Another packed week! Vayera brings us three angels (they have always fascinated me, and one day I mean to write about them!), Sarah conceiving a child in her old age, the destruction of Sodom including some unfortunate repercussions for Lot’s wife and Lot himself, another abduction of Sarah, not to mention the sacrifice of Isaac. Where to even begin? I’d like to tackle the banishment of Ishmael. In Leah Hagar Cohen’s literary novel To & Fro the reader meets two different stories, each that can be related back to this episode.
Let me just say that while the Torah is the coolest book ever, To & Fro comes in as a close second. The book has two covers, and you can start reading from the front or back cover and that will determine which story you read fist. They have overlaping elements but are independent. In one story we have Ani, chasing a man on a horse and trying to reconcile her past which has overtones of the Ishmael and Hagar story.
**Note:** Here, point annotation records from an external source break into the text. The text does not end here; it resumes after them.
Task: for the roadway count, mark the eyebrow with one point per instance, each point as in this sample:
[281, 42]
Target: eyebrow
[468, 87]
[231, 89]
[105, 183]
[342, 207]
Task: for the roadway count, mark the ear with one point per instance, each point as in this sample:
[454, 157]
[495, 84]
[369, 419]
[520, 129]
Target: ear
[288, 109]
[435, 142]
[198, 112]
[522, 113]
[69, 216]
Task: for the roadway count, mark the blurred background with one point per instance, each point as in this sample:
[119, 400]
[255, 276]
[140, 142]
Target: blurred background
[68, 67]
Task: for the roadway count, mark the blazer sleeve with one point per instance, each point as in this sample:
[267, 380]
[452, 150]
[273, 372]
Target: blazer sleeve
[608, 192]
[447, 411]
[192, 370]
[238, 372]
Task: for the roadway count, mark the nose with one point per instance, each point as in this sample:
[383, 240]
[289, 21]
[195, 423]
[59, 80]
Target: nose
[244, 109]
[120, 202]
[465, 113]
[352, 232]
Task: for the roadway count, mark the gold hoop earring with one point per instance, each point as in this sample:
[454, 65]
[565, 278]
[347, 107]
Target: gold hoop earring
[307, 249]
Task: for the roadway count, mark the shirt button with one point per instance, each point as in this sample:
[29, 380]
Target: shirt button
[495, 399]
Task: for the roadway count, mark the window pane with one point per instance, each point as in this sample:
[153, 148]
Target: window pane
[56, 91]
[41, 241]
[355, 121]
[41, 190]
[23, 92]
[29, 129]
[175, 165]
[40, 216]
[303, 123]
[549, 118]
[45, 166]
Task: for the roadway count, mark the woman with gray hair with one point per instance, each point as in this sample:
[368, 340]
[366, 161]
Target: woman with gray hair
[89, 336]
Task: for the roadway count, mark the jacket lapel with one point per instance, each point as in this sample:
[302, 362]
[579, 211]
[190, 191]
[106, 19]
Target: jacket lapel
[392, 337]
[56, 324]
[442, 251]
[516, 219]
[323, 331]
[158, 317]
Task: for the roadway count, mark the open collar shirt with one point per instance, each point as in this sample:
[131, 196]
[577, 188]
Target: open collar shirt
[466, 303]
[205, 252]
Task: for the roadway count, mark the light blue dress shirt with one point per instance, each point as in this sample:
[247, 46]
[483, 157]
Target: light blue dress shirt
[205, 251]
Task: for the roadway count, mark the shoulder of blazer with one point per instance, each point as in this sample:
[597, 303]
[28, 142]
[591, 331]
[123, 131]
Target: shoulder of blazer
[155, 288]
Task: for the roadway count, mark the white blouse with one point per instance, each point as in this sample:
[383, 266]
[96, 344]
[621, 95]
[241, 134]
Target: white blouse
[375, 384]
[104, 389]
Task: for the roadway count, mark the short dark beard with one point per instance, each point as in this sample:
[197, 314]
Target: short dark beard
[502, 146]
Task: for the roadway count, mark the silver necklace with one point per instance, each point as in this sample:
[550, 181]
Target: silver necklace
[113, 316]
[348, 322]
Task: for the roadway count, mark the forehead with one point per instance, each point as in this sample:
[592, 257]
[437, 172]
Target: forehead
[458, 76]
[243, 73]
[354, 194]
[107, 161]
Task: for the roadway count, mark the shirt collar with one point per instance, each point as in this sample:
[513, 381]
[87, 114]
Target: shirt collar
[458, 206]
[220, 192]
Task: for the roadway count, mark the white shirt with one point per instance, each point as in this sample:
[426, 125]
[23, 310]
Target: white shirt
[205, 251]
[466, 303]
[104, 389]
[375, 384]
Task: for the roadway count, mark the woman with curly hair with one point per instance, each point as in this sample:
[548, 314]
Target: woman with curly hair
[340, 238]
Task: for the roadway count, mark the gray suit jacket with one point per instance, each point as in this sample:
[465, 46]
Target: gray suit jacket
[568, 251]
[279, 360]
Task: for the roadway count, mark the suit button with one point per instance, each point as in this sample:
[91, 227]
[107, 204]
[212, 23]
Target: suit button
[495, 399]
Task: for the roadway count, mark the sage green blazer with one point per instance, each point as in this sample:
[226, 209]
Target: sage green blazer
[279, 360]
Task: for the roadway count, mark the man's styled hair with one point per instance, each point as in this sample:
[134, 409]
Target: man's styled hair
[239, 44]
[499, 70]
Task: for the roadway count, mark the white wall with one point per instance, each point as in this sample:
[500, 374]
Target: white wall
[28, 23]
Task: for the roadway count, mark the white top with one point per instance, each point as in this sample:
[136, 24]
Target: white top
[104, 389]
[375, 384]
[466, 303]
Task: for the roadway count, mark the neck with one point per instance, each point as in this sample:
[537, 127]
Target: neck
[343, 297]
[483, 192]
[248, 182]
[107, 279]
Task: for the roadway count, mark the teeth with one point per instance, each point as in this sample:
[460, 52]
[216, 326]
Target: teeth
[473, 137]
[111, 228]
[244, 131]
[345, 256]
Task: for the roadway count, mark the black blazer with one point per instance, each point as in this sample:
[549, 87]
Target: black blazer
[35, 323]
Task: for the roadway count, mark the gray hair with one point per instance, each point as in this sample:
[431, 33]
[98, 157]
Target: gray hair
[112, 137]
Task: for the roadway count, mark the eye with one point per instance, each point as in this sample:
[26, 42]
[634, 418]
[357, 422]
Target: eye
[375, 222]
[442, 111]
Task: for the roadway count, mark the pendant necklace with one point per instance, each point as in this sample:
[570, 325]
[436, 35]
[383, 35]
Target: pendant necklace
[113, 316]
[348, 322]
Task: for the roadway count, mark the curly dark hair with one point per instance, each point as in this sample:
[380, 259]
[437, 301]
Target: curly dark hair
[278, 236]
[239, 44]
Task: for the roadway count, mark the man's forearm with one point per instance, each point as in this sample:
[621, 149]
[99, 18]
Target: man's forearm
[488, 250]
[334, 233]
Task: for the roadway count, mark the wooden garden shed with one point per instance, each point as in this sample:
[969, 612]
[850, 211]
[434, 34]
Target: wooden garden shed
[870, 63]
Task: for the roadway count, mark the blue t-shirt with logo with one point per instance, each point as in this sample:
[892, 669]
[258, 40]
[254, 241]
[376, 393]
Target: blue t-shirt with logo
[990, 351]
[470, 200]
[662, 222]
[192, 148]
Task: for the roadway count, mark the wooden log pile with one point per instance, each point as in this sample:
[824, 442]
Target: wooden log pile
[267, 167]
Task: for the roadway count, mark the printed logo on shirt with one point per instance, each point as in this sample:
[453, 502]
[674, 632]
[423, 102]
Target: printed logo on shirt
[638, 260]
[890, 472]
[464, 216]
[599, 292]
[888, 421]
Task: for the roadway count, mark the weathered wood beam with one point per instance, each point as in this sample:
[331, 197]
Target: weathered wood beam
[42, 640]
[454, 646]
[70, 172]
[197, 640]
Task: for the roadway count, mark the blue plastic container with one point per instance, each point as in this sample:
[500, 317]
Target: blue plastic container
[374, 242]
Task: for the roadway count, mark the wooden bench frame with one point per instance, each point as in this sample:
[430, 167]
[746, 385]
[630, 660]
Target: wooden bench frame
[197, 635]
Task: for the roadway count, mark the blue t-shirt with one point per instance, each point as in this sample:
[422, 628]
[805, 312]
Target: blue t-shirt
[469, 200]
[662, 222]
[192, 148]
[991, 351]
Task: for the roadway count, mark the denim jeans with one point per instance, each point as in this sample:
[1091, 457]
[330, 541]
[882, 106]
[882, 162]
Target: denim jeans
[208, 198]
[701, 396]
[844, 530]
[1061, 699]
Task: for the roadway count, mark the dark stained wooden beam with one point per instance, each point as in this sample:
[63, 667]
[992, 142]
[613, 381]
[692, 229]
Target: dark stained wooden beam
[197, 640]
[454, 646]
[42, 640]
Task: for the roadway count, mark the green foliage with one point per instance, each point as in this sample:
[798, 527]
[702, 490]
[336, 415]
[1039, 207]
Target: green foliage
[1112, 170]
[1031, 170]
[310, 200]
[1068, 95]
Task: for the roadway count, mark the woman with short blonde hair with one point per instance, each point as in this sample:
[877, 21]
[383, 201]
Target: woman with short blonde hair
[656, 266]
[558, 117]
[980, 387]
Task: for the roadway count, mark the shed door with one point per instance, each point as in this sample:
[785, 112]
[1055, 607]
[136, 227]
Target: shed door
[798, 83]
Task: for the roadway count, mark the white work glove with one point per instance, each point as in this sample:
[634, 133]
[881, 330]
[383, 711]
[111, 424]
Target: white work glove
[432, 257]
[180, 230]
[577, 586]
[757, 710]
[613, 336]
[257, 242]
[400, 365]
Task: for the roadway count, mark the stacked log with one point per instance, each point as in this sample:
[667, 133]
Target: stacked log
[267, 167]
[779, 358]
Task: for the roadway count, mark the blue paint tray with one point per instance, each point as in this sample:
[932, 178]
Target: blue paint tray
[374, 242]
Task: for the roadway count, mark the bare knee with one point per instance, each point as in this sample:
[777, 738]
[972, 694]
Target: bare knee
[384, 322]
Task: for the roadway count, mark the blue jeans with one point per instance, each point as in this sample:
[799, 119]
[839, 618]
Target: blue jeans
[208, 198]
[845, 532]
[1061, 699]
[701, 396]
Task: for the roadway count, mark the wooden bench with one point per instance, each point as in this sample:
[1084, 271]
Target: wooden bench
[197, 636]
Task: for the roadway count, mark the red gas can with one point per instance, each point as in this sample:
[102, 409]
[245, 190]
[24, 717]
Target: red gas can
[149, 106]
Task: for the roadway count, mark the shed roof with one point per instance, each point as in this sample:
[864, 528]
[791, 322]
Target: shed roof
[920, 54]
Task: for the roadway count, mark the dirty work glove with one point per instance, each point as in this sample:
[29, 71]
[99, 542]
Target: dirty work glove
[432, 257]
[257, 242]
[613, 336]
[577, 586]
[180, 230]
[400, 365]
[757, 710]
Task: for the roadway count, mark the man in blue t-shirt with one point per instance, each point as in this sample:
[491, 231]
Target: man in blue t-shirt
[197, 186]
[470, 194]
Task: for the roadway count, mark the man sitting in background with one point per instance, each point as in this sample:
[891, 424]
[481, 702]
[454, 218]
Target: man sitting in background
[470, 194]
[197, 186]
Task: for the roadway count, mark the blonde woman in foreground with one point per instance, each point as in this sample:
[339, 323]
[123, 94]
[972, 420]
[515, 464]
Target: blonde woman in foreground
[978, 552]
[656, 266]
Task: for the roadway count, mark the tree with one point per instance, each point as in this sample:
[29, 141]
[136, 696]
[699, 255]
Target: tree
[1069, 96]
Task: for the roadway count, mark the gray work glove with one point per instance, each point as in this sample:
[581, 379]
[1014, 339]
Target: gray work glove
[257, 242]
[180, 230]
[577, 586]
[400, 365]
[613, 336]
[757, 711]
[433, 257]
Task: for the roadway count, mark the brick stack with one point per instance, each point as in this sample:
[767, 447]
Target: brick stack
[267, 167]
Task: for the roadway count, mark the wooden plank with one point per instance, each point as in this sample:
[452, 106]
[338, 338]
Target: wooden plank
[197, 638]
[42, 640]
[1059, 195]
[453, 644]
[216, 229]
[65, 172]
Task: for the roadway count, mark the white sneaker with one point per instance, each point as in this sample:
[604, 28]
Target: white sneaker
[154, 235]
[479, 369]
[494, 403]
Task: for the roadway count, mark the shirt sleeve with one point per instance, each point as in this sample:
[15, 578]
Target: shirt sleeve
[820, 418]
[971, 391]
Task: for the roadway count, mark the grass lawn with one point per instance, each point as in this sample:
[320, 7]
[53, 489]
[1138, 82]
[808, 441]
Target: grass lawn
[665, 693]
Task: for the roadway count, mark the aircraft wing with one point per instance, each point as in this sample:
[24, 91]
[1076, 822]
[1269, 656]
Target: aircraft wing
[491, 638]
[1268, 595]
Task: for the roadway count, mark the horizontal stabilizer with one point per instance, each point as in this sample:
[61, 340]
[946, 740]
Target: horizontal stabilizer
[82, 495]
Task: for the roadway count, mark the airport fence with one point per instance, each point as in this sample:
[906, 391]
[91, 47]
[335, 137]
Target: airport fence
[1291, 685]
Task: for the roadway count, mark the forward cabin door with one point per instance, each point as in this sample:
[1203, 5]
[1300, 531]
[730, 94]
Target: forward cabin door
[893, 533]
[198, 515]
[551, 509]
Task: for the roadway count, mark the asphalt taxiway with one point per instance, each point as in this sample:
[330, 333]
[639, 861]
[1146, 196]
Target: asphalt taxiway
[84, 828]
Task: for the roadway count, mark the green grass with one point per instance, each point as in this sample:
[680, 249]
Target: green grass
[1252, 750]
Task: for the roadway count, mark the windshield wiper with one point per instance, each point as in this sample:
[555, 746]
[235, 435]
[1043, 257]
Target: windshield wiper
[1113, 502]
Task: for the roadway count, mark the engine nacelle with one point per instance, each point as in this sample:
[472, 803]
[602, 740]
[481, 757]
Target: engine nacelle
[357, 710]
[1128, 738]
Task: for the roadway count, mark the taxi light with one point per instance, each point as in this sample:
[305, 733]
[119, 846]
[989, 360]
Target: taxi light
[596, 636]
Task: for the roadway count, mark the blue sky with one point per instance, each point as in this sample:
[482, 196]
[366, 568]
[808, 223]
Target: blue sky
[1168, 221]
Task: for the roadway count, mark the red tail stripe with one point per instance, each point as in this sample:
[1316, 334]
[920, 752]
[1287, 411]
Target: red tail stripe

Ani is straight out of a Kafka parable and those allusions are felt heavily, yet Ani creates a story all her own – including some interesting commentary on Jewish learning. Meanwhile, the second story takes place in regular old Manhattan and follows the coming of age of Annamae. Which is a different type of journey, but no less daunting.
There is no hard and fast moral lesson in To & Fro. Instead the text asks us to remember that there are always two sides to every story, and that we need to listen to each other. Sometimes nobody is right and nobody is wrong and everybody is right and everybody is wrong all at the same time. Learning how to hold that complex thought in ones head is part of growing up. Both stories are about loneliness, searching, and kindness even in the face of that which we do not understand. It makes a perfect companion for the Parsha this week.